Fancy name for your SEO process, often ending with words like “destroyer,” “crusher,” and “exploder.”
Hopelessly complex, circular description of the SERP destroyer-crusher-exploder process. Evasion. Ambiguity.
Sly reference to People You Know At Google, leaving out the fact that your contact is a chef.
Statements from people who owe you big. Claims of miraculous overnight ranking improvements. Lack of reference to specific terms, traffic, or financial gain. Photo (taken in dimly lit hotel lobby or conference area) of happy ‘client’ with smile that looks like they’ve been constipated since last Monday.
Guarantee that actually guarantees nothing.
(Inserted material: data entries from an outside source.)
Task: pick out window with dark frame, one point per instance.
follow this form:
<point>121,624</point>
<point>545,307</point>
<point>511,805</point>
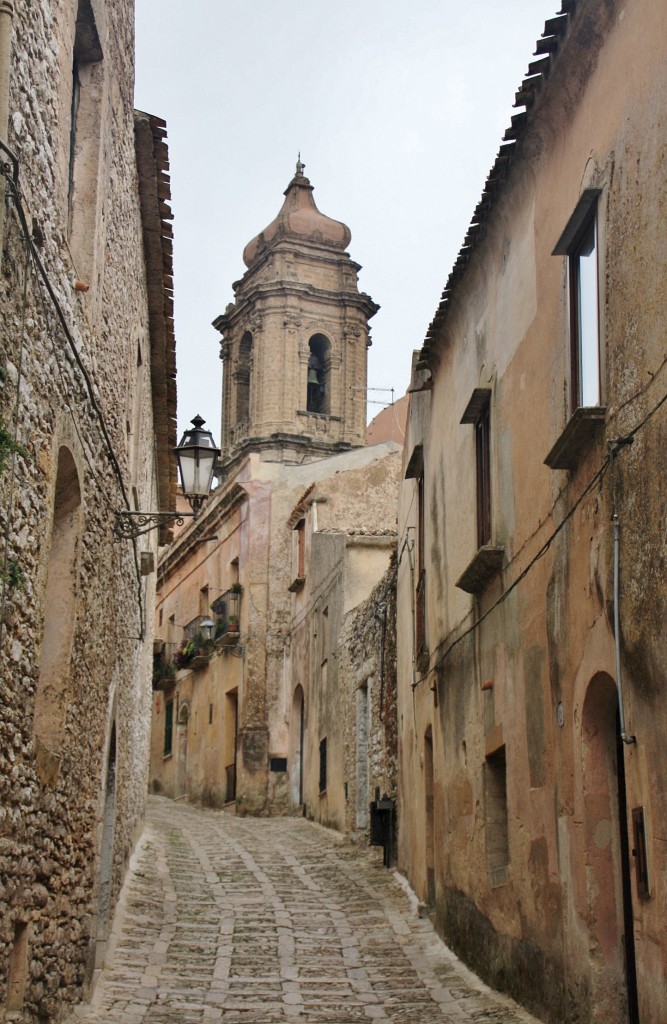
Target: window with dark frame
<point>300,549</point>
<point>168,727</point>
<point>477,413</point>
<point>584,317</point>
<point>579,243</point>
<point>483,464</point>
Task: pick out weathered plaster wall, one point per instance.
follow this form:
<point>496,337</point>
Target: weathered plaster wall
<point>59,869</point>
<point>535,679</point>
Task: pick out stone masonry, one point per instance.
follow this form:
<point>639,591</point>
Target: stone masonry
<point>79,375</point>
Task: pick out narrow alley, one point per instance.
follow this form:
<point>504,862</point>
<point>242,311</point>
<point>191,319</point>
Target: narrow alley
<point>237,920</point>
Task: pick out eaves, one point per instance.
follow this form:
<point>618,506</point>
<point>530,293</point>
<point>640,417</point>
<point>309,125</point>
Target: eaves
<point>547,52</point>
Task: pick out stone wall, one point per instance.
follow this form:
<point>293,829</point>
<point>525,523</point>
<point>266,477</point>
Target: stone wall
<point>77,397</point>
<point>368,672</point>
<point>519,802</point>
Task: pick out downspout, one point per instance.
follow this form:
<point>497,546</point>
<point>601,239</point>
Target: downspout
<point>6,19</point>
<point>614,449</point>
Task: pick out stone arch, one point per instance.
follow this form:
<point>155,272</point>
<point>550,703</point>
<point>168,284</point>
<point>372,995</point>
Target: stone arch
<point>297,733</point>
<point>319,393</point>
<point>601,854</point>
<point>243,378</point>
<point>59,616</point>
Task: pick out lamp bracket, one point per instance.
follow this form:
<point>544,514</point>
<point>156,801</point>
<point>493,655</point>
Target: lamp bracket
<point>131,524</point>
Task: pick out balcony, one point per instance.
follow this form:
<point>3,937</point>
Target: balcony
<point>164,670</point>
<point>227,609</point>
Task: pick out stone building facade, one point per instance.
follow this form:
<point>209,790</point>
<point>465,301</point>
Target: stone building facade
<point>532,546</point>
<point>87,387</point>
<point>293,347</point>
<point>340,750</point>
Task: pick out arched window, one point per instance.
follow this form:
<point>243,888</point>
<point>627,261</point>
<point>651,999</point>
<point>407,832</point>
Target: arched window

Promise fantastic success, at some point in the next 1,000,000,000 years.
Broad statement of factors, so that you can claim success if a hurricane wipes out all of the client’s competitors.
Bizarre pricing scheme based on the US Tax Code, average price of a barrel of oil, and your need to buy a new car.
Tuchus-stabbing contract condition that most clients miss because by now they’re sick of reading and just want to get started. ‘Tuchus’ is Yiddish for ‘butt’.
Communications ‘guidelines’ written to sound chummy, but carefully designed to protect you from ever having to actually speak to the client.
Reporting requirements that summarize this statement: “We will print out Google Analytics reports and e-mail them to you.”
I really think this has promise. Use it, and you’ll go places.